Experimental pKa | 8.0 | 8.8 | 8.1 | 8.6 |
Old Jaguar pKa | 8.2 | 8.4 | 8.5 | 7.9 |
New Jaguar pKa | 7.7 | 9.4 | 8.7 | 9.2 |
Comparing the results produced by the old and the new Jaguar pKa protocols we can conclude that the old protocol, although quite accurate in predicting the absolute values (MUE = 0.43), fails to reproduce the trends in the pKa dependence on the stereoconfiguration. The new protocol, making use of ten protonated and ten deprotonated conformations, reproduces the pKa dependence correctly and yields accurate absolute pKa values. The MUE of the new protocol on these four molecules is 0.53, a little larger than that observed for the set of the BACE inhibitors, is probably due to the non-trivial electrostatic and solvation effects associated with the hydrogen bonds. Nevertheless, the performance of the new, conformationally-aware workflow is impressive. More testing of the new protocol would be desirable and will be reported in an upcoming publication.
References
Klicić, J. J.; Friesner, R. A.; Liu, S.-Y.; Guida, W. C., Accurate prediction of acidity constants in aqueous solution via density functional theory and self-consistent reaction field methods. J. Phys. Chem. A, 2002, 106, 1327–1335.

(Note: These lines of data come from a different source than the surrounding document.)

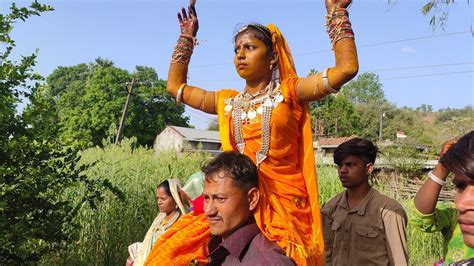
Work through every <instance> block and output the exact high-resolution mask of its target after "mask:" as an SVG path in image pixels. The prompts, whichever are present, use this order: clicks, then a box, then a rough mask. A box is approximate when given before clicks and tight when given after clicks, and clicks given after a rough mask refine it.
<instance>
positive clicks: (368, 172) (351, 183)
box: [337, 155, 373, 188]
mask: <svg viewBox="0 0 474 266" xmlns="http://www.w3.org/2000/svg"><path fill="white" fill-rule="evenodd" d="M372 170H373V164H371V163H368V164H366V163H365V162H364V161H363V160H362V159H360V158H359V157H357V156H354V155H348V156H347V157H346V158H344V159H343V160H342V161H341V163H340V164H338V165H337V173H338V175H339V179H340V180H341V183H342V186H343V187H345V188H357V187H359V186H361V185H363V184H366V183H367V182H368V178H369V175H370V174H371V173H372Z"/></svg>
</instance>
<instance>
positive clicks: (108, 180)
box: [42, 139, 206, 265]
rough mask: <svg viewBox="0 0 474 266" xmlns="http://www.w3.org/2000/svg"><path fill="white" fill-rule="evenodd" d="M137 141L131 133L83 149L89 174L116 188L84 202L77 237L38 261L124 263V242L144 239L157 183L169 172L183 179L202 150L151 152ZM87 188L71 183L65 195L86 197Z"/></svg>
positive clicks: (196, 166)
mask: <svg viewBox="0 0 474 266" xmlns="http://www.w3.org/2000/svg"><path fill="white" fill-rule="evenodd" d="M135 143H136V140H134V139H130V140H128V139H125V140H123V141H122V143H121V144H120V145H119V146H114V145H107V146H106V147H104V148H98V147H96V148H91V149H88V150H85V151H84V152H83V153H82V160H81V163H83V164H91V163H93V166H92V167H90V168H89V169H88V170H87V171H86V175H87V176H88V178H89V179H91V180H96V181H97V182H98V183H102V182H103V180H108V181H109V182H110V185H111V186H112V187H114V188H115V189H116V190H117V189H118V190H119V191H115V192H116V193H112V192H105V193H104V195H103V196H102V201H101V202H99V203H96V204H95V205H93V207H90V205H88V204H86V202H84V203H83V206H82V208H81V209H80V210H79V213H78V215H77V218H76V223H77V224H79V226H80V228H81V229H80V231H79V232H78V233H79V240H78V241H77V242H75V243H69V245H68V248H67V249H64V250H62V252H59V253H56V254H51V255H50V256H49V257H48V258H47V259H44V260H43V261H42V264H48V265H51V264H52V265H71V264H73V265H123V264H124V263H125V260H126V259H127V257H128V250H127V246H128V245H129V244H132V243H134V242H138V241H142V240H143V237H144V235H145V233H146V231H147V230H148V227H149V226H150V224H151V223H152V222H153V219H154V218H155V217H156V215H157V213H158V208H157V204H156V197H155V188H156V186H157V185H158V184H159V183H160V182H161V181H163V180H165V179H168V178H170V177H176V178H179V179H181V180H185V179H186V178H187V177H189V176H190V175H191V174H193V173H194V172H196V171H198V170H199V169H200V167H201V165H202V163H203V162H204V161H205V160H206V155H202V154H185V155H177V154H176V153H162V154H160V155H155V154H154V151H153V150H152V149H147V148H143V147H137V148H133V147H134V146H135ZM86 191H87V190H86V187H84V186H75V187H71V188H68V189H67V190H66V191H65V195H64V196H65V197H67V198H70V199H81V198H87V196H88V195H85V193H87V192H86ZM115 194H119V195H121V196H120V197H117V196H116V195H115ZM77 203H81V202H77ZM94 206H95V208H94Z"/></svg>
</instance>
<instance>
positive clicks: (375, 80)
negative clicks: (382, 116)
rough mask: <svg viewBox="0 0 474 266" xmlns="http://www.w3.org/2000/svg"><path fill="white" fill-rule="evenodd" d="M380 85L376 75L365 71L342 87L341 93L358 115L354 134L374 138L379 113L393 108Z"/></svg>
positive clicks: (383, 111) (376, 126)
mask: <svg viewBox="0 0 474 266" xmlns="http://www.w3.org/2000/svg"><path fill="white" fill-rule="evenodd" d="M382 87H383V86H382V83H380V80H379V77H378V75H376V74H374V73H370V72H366V73H362V74H360V75H359V76H358V77H357V78H356V79H355V80H352V81H350V82H349V83H347V84H346V85H345V86H344V87H343V88H342V90H341V94H342V95H343V96H345V97H347V98H348V99H349V101H350V102H352V103H353V104H354V111H355V113H356V114H357V116H358V117H359V123H360V126H359V127H357V128H356V129H357V130H355V131H354V132H353V134H354V135H358V136H360V137H365V138H369V139H373V140H376V139H377V138H378V136H379V131H380V130H379V128H380V119H381V115H382V114H383V113H384V112H386V113H387V112H390V111H391V110H393V109H395V106H393V105H392V104H390V103H388V101H387V100H386V99H385V95H384V92H383V90H382Z"/></svg>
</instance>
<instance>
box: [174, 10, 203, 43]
mask: <svg viewBox="0 0 474 266" xmlns="http://www.w3.org/2000/svg"><path fill="white" fill-rule="evenodd" d="M178 21H179V27H180V29H181V34H183V35H189V36H193V37H196V35H197V31H198V29H199V22H198V18H197V13H196V8H195V7H194V5H190V6H188V12H187V13H186V9H185V8H184V7H183V9H182V10H181V13H179V12H178Z"/></svg>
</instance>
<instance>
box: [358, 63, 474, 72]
mask: <svg viewBox="0 0 474 266" xmlns="http://www.w3.org/2000/svg"><path fill="white" fill-rule="evenodd" d="M472 64H474V62H464V63H452V64H438V65H424V66H409V67H396V68H381V69H371V70H364V71H362V72H383V71H392V70H405V69H416V68H429V67H442V66H460V65H472Z"/></svg>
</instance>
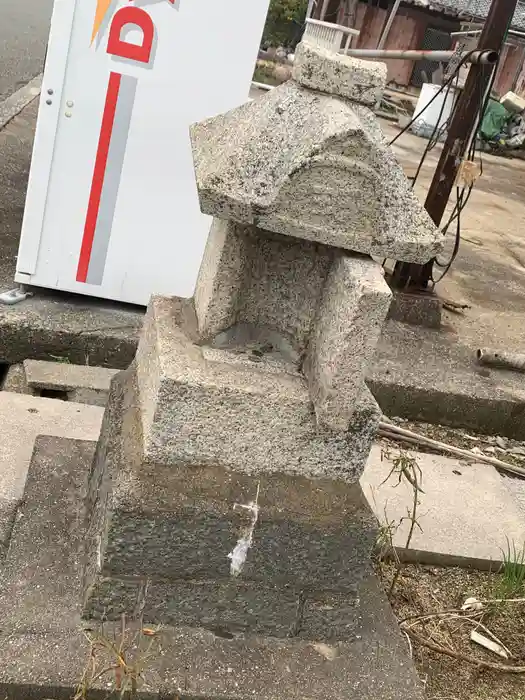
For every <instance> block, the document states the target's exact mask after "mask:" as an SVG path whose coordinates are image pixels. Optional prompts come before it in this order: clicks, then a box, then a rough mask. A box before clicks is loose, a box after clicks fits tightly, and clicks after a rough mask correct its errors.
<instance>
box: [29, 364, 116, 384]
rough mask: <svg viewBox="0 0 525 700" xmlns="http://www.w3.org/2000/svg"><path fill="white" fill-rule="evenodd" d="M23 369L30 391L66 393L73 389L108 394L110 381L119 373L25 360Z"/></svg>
mask: <svg viewBox="0 0 525 700" xmlns="http://www.w3.org/2000/svg"><path fill="white" fill-rule="evenodd" d="M24 369H25V375H26V380H27V385H28V387H29V388H30V389H37V390H38V389H55V390H57V391H66V392H68V391H72V390H74V389H92V390H93V391H99V392H108V391H109V386H110V384H111V380H112V379H113V377H114V376H115V374H117V372H118V371H119V370H116V369H107V368H105V367H91V366H87V365H73V364H69V363H67V362H46V361H45V360H25V362H24Z"/></svg>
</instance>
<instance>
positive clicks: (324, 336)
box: [83, 46, 441, 697]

Liao, C.; Nicklaus M. C. Comparison of Nine Programs Predicting pKa Values of Pharmaceutical Substances. J. Chem. Inf. Model. 2009, 49, 2801–2812.
Marten, B.; Kim, K.; Cortis, C.; Friesner, R. A.; Murphy, R. B.; Ringnalda, M. N.; Sitkoff, D.; Honig, B., New Model for Calculation of Solvation Free Energies: Correction of Self-Consistent Reaction Field Continuum Dielectric Theory for Short-Range Hydrogen-Bonding Effects. J. Phys. Chem. 1996, 100, 11775-11778.
Bochevarov, A. D.; Watson, M. A.; Greenwood, J. R.; Philipp, D. M., Multiconformation, Density Functional Theory-Based pKa Prediction in Application to Large, Flexible Organic Molecules with Diverse Functional Groups, J. Chem. Theory Comput., 2016, 12 (12), 6001–6019.
Hilpert, H. et al., β‑Secretase (BACE1) Inhibitors with High in Vivo Efficacy Suitable for Clinical Evaluation in Alzheimer’s Disease. J. Med. Chem. 2013, 56, 3980−3995.